Le décrochage des bourses européennes depuis 2010 : chiffres et portée
Les écarts de performance sont marqués et persistants. S&P 500 x6,3 et Nasdaq x10,7 contrastent avec Eurostoxx x2,1 et CAC 40 x2,5, illustrant un fossé de valorisation et de dynamique sectorielle entre les marchés.
Cette divergence influe sur l’attraction des capitaux, la composition des indices et la perception du risque pays en Europe. L’écart de valorisation se traduit aussi par des ratios prix/bénéfices sensiblement différents entre les deux zones.
Le rôle du secteur technologique et de la productivité
Le premier élément structurel est le poids du secteur technologique. Aux États-Unis le secteur pèse 7 % du PIB et représente 35 % de la capitalisation boursière, contre 4 % du PIB et 7 % de la capitalisation en Europe. Ces chiffres expliquent en partie la surpondération américaine en entreprises à forte croissance.
Le différentiel de productivité renforce cet écart : de début 2010 à fin 2025, la productivité du travail a progressé de 26 % aux États-Unis contre 7 % dans la zone euro. Sur la même période, le PIB réel a augmenté de 45 % aux États-Unis et de 22 % dans la zone euro. Ces gains liés aux nouvelles technologies attirent plus de capitaux vers les valeurs américaines.
Comportements financiers, structure de l’épargne et rachats d’actions
Trois facteurs financiers accentuent la divergence. Le partage des gains de productivité est différent : le Return on Equity moyen est de 17 % aux États-Unis contre 10 % en Europe, et le ratio cours/bénéfice est d’environ 28 pour le S&P contre 18 pour l’Eurostoxx.
La structure de l’épargne joue un rôle : les ménages américains détiennent en moyenne 42 % de leur richesse financière en actions contre environ 20 % pour certains ménages européens.

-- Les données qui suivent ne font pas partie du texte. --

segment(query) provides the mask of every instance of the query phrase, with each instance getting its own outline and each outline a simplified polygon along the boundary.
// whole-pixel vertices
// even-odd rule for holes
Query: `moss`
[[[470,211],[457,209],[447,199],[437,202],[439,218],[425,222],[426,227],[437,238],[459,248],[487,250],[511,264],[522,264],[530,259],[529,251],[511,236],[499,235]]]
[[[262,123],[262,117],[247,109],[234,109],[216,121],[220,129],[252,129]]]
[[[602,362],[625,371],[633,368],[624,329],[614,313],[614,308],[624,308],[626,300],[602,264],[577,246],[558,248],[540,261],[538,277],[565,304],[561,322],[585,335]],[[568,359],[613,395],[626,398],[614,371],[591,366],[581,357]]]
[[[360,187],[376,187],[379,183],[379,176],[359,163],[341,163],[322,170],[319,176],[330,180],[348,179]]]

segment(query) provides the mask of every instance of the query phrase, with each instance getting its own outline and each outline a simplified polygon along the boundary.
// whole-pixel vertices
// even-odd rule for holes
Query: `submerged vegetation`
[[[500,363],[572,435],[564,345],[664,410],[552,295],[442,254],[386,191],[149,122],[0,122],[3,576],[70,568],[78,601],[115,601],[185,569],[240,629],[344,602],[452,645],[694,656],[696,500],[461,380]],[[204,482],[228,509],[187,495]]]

Enfin, les rachats d’actions sont nettement supérieurs aux États-Unis (942 Md$ en 2024 et 1 200 Md$ en 2025) à ceux observés en Europe (190 Md€ en 2024 et 182 Md€ en 2025, incluant Royaume-Uni et Suisse), ce qui a soutenu les bénéfices par action et les indices.
Conséquences et orientation des politiques publiques
De nombreux facteurs conjoints — poids des technologies, productivité, partage des revenus, structure de l’épargne et rachats — rendent compte de la surperformance américaine. Il est également avancé que soutenir les marchés actions figure parmi les préoccupations de l’Administration et de la Réserve fédérale, en raison de l’impact sur l’activité et les retraites, préoccupation moins manifeste au niveau des gouvernements européens ou de la BCE.
Ces éléments expliquent en partie pourquoi le décrochage boursier ne se réduit pas spontanément et pourquoi les flux de capitaux privilégient certaines juridictions. La combinaison sectorielle et financière reste au cœur de l’explication.